A heroin house near downtown Los Angeles is officially out of business, authorities said this week.

There are heroin houses in L.A.? At least one, says the City Attorney's Office.

The drug has been on a comeback nationwide, with federal officials blaming a sixfold increase in the number of heroin-related deaths between 2001 and last year on legal gateway drugs known as opioid pain relievers.

The City Attorney's Office said it has successfully shut down a duplex with “ongoing heroin traffic” at 736 E. 24th St.

Prosecutors say the property was taken down with a nuisance abatement lawsuit filed against owner Felipe Lopez and resident Fernando Chavez, who authorities say is a Primera Flats gang member.

The suit alleged that the two were “permitting and facilitating rampant narcotics sales,” the City Attorney's Office stated.
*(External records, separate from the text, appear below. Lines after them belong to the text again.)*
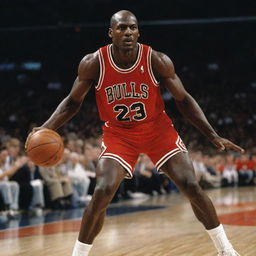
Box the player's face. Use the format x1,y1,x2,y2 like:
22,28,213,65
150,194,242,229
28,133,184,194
109,17,140,50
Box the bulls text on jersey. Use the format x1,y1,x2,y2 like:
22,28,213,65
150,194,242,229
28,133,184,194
105,82,149,104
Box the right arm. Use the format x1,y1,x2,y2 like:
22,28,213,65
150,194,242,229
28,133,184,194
40,52,99,131
151,50,244,153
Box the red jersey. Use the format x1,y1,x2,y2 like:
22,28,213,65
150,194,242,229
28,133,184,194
95,43,166,128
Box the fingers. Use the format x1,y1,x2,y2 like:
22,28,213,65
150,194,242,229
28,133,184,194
218,143,225,152
25,127,43,150
213,140,225,152
225,141,245,153
212,138,245,153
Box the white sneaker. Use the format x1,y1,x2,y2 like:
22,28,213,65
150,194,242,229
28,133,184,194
218,249,240,256
32,207,43,216
8,209,20,218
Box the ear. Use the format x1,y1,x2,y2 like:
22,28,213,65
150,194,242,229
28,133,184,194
108,28,113,38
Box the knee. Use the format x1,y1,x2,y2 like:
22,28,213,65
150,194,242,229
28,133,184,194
89,183,117,212
96,182,117,198
181,180,202,198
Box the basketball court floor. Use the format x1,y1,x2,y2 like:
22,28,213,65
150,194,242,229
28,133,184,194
0,187,255,256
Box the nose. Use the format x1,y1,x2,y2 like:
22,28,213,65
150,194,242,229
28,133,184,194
124,27,132,36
Buyers came from all over Los Angeles because the location had the “best heroin” around, prosecutors said. 

Los Angeles Police Department officers were frequent visitors to the property, making 39 arrests for heroin sales and other narcotics allegations since summer 2013, they said.

Search warrant raids have turned up heroin, meth, three loaded firearms and ammunition, authorities alleged.

But the defendants had ways of staying out of handcuffs, the City Attorney's Office said in a statement.

“Narcotics sellers, including Primera Flats gang members, allegedly had systems in place to warn buyers of police presence in the area,” the office said.

L.A. County Superior Court Judge Stephanie M. Bowick granted a one-year shutdown of the property. The place must be vacated within two months.

But prosecutors aren't done.

They've proposed an injunction that would prohibit gang activity on the property and mandate improvements that would include lighting, fencing, “improved tenant screening” and better “lease enforcement procedures,” the City Attorney's Office stated.

“For too long, this property has been the epicenter of drugs and criminal activity in this community,” said City Attorney Mike Feuer. “Shutting it down demonstrates we'll take decisive action to protect health and safety in our neighborhoods.”